Piangeva Amelia, piegata da dolore, mentre uno dei carabinieri chiamava il comando di compagnia e informava i superiori del caso: dalla caserma Pastrengo partivano una serie di telefonate alla ricerca di una soluzione. Veniva contattato anche l’ufficio dell’assessore alle politiche sociali Incostante, ma il funzionario di servizio ripondeva che il problema dei cani non era un compito di cui potevano occuparsi delle strutture pubbliche (il Comune non possiede un proprio canile), e che avrebbero potuto al massimo informare le associazioni di volontariato. Quando sembrava che la situazione si fosse definitivamente bloccata, arrivava dal comando un ordine: gli animali venivano presi in custodia presso la caserma e Amelia, finalmente tranquilla, poteva essere ricoverata presso l’ospedale Pellegrini.
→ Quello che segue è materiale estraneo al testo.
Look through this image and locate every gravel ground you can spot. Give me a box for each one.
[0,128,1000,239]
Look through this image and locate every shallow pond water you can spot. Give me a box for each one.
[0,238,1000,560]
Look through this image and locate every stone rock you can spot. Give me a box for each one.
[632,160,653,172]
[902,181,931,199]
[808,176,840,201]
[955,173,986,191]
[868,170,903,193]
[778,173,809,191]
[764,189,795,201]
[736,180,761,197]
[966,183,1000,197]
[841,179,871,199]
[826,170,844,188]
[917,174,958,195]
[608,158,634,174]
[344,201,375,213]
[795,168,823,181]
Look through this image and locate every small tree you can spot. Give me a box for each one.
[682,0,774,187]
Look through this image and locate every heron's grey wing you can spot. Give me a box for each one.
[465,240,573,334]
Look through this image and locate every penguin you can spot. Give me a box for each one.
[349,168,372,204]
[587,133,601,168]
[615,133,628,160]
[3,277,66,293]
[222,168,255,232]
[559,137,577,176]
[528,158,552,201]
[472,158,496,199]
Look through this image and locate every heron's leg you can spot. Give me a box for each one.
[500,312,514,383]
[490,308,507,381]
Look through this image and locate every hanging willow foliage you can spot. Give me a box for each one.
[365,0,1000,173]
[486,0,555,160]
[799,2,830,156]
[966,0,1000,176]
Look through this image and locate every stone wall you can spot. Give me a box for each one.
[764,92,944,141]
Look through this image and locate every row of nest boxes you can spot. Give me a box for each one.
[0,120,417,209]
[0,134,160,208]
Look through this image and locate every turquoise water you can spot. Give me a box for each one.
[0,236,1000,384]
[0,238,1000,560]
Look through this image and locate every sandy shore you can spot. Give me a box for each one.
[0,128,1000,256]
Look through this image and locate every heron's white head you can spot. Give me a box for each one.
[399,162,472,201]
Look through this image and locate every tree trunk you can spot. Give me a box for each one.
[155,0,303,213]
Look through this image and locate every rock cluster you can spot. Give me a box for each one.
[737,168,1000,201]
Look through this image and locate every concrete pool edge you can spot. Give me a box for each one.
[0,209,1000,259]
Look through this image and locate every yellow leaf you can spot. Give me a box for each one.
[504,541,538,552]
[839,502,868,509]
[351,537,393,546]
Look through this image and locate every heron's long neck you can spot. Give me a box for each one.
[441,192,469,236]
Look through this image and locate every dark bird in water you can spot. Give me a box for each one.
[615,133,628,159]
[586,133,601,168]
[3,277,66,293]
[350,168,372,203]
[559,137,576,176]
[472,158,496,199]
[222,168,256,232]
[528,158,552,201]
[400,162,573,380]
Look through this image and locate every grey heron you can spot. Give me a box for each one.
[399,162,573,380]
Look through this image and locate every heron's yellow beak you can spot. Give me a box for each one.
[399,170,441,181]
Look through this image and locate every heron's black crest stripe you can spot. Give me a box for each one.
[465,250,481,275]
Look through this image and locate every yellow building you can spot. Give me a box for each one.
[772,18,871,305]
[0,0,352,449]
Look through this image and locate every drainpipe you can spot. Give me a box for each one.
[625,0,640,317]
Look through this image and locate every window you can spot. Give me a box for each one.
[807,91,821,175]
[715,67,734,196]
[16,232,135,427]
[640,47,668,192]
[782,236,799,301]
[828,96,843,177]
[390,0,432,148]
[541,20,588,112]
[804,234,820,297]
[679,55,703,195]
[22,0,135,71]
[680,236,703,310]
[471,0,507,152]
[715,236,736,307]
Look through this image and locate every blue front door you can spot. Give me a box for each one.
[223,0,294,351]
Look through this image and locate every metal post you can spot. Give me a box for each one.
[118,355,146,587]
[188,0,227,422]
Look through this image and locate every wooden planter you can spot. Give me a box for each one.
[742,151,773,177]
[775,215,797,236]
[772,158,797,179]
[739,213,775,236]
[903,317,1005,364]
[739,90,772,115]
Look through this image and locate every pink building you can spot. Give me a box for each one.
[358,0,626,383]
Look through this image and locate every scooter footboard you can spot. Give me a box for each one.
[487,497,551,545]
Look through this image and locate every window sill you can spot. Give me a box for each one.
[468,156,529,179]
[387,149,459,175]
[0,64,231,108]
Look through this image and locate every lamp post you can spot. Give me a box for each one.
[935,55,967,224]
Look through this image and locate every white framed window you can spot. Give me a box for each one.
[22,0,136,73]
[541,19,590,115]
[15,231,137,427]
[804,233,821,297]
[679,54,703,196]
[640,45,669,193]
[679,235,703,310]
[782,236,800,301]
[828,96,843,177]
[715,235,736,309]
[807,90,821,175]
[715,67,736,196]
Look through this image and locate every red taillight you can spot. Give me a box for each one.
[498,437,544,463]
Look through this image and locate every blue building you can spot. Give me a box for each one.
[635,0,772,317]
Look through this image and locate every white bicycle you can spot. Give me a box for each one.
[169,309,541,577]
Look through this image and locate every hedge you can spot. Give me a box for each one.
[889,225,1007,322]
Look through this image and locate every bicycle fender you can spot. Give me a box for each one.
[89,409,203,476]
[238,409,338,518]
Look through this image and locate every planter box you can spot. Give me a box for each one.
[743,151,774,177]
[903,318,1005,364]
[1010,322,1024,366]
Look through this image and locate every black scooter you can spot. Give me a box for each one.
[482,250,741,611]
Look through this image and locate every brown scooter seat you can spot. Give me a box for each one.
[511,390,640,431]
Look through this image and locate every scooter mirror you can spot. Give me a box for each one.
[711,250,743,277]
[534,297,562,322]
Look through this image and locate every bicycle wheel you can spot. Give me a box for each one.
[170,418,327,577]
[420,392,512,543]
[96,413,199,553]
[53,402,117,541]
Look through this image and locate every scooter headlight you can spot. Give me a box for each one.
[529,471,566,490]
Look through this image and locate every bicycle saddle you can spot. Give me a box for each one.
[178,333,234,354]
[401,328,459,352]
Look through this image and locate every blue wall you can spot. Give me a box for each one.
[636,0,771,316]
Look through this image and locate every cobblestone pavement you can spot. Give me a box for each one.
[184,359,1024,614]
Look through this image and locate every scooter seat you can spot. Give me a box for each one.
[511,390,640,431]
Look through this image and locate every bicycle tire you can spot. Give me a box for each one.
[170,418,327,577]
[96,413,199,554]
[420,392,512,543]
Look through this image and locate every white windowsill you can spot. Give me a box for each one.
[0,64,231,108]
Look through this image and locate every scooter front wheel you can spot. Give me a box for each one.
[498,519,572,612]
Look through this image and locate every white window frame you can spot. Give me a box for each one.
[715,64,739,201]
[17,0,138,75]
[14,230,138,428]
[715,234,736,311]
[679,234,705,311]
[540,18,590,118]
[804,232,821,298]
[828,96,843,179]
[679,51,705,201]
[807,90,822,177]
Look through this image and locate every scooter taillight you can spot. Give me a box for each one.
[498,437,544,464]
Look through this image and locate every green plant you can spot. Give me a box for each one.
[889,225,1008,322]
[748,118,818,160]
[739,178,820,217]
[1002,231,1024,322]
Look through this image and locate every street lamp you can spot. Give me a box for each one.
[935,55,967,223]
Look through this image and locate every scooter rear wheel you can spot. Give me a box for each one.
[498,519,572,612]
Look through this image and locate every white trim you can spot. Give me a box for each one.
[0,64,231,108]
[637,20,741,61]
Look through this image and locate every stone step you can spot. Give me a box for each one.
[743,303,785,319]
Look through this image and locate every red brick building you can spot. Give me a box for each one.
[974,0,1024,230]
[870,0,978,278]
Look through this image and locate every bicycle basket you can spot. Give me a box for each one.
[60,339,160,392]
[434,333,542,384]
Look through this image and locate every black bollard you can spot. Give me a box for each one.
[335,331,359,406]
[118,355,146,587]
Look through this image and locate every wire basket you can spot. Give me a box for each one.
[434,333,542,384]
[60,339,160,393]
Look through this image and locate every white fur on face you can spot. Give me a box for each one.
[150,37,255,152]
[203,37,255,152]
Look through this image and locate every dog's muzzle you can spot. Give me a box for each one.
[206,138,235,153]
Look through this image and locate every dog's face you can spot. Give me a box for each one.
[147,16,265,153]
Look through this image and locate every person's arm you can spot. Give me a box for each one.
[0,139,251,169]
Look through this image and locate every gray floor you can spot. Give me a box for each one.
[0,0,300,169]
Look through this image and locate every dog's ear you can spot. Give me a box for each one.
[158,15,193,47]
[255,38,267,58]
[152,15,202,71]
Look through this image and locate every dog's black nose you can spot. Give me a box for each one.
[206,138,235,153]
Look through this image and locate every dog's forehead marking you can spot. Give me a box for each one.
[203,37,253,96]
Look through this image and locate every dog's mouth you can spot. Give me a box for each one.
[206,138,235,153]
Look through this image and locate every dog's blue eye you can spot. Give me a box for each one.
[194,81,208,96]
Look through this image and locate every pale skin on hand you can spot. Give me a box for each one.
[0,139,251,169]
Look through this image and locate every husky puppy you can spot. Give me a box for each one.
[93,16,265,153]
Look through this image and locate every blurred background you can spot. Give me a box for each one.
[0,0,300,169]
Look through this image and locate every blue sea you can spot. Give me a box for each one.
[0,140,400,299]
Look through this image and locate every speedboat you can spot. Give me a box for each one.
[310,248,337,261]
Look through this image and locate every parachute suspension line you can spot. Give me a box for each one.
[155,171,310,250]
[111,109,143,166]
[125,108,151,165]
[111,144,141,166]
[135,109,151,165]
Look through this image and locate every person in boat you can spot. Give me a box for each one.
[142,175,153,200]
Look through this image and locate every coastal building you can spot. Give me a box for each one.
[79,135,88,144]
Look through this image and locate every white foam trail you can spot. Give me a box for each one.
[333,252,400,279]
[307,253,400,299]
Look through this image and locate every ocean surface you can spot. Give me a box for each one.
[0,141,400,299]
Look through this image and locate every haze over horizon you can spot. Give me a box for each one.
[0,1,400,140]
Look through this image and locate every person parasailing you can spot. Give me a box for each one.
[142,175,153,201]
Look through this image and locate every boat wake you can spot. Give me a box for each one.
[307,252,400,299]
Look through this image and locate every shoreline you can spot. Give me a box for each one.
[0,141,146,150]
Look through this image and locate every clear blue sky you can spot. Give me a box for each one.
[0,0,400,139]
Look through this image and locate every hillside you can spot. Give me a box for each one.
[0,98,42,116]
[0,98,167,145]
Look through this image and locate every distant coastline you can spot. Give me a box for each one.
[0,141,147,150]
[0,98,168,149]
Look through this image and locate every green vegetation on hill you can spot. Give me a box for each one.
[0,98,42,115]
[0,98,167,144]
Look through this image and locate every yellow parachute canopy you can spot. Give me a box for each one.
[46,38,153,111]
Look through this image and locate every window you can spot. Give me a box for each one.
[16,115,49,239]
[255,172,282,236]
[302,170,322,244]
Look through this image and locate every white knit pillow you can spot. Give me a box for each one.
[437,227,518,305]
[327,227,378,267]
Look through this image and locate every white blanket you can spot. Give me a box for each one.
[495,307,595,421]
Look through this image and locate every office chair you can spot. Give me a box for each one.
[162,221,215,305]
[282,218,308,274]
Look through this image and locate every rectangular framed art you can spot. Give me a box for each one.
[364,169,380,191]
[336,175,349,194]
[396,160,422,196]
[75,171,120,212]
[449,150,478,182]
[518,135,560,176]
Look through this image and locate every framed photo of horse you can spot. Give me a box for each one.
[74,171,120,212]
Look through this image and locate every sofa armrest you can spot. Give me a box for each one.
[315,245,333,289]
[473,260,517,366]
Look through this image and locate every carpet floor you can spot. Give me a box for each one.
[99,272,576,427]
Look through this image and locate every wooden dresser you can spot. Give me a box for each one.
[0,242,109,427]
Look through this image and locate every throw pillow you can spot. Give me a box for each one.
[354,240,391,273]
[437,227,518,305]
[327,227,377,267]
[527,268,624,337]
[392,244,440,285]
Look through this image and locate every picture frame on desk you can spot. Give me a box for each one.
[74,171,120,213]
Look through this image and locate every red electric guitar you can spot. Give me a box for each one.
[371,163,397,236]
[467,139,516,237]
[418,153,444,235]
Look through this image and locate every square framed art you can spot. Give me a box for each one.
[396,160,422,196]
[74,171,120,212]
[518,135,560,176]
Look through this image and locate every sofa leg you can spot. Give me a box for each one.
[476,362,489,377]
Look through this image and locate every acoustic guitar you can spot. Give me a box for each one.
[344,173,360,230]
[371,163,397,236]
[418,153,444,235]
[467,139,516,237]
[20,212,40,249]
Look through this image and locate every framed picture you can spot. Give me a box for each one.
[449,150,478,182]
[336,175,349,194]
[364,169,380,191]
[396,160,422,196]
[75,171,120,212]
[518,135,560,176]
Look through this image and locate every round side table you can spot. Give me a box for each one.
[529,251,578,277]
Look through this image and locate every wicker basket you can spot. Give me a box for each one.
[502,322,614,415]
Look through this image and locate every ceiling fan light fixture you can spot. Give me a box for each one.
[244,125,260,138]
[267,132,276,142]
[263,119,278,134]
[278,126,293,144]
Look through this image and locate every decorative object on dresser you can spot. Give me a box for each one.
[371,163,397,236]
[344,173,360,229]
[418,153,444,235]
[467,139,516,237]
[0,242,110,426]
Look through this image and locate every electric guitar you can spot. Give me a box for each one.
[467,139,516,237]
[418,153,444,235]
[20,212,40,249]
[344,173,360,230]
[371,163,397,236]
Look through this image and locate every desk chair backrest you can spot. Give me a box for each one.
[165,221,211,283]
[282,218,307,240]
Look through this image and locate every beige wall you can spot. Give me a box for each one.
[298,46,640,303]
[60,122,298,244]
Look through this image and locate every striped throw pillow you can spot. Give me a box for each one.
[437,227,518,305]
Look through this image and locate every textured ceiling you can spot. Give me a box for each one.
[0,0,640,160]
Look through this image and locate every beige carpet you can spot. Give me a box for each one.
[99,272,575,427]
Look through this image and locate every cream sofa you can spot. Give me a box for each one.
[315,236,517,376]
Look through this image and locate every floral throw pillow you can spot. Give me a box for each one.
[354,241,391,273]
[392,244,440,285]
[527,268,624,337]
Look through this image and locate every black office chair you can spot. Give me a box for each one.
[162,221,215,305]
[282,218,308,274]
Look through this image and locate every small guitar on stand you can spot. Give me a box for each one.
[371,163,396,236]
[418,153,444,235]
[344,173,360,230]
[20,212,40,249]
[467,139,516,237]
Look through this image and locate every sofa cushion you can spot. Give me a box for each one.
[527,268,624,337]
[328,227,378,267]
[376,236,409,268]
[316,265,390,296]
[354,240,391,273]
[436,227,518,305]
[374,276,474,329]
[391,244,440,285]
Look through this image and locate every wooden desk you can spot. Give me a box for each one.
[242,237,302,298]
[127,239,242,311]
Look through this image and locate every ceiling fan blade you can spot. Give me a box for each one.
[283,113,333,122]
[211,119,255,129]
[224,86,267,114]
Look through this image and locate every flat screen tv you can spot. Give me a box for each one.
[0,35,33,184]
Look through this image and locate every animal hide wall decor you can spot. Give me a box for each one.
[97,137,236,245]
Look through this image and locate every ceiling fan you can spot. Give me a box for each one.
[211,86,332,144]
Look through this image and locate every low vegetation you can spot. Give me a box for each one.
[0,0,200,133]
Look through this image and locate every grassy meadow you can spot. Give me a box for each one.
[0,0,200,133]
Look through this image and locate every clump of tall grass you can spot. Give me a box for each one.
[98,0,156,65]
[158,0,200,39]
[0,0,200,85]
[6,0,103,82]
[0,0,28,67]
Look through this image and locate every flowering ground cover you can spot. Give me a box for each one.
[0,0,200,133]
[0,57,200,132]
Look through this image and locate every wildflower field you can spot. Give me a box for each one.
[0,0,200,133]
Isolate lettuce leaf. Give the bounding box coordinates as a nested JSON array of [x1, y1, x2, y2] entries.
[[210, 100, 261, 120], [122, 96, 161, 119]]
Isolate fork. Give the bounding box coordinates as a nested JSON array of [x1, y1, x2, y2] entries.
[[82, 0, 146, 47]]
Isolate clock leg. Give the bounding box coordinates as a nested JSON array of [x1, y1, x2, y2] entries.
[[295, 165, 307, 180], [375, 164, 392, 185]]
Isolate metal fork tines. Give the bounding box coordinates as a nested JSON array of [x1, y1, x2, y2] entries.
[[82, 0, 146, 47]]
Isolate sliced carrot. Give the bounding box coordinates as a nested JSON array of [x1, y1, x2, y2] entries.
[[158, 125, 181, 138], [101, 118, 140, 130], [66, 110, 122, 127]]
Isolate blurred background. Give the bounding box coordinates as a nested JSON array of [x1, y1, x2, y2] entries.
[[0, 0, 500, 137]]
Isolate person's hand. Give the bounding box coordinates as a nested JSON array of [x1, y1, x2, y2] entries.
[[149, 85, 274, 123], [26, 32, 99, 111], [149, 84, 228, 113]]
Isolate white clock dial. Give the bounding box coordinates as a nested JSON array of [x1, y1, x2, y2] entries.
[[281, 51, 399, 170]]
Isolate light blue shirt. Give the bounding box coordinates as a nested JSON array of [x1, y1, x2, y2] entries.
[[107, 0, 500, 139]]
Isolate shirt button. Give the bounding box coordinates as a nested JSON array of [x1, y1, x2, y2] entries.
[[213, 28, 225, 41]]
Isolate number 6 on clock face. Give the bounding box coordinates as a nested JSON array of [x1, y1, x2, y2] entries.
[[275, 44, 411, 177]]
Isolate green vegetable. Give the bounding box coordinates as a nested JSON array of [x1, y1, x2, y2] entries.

Da allora intorno a lei e' scattata una insolita catena della solidarieta': sola e senza nessuno che possa accudirla, viene visitata durante l’ora riservata ai familiari dei degenti a turno da un carabiniere che si informa sul suo stato di salute e che consulta i medici sul decorso ospedaliero. Nel frattempo Simba e Johnatan sono ospiti della caserma Pastrengo e, visto che anch’essi non godevano di ottima salute, sono oggetto delle cure dei militari: in particolare Johnatan, che soffre di una grave forma di bronchite, e' stato ieri affidato alle cure di un veterinario dopo che gli stessi carabinieri si erano adoperati per acquistare, e somministrargli, i medicinali di cui ha bisogno.
Una storia di grande umanita' a cui l’apparente lieto fine non cancella, pero', un sapore amaro. Nessuno, infatti, puo' offrire ad Amelia cio' di cui avrebbe maggiormente bisogno: quell’amore di cui si sente privata. E di Amelia ne esistono, forse, decine sparse nella metropoli, in attesa che qualcuno gli presti ascolto, che sappia aiutarle davvero, che ritrovi l’umanita' dimenticata dalla metropoli.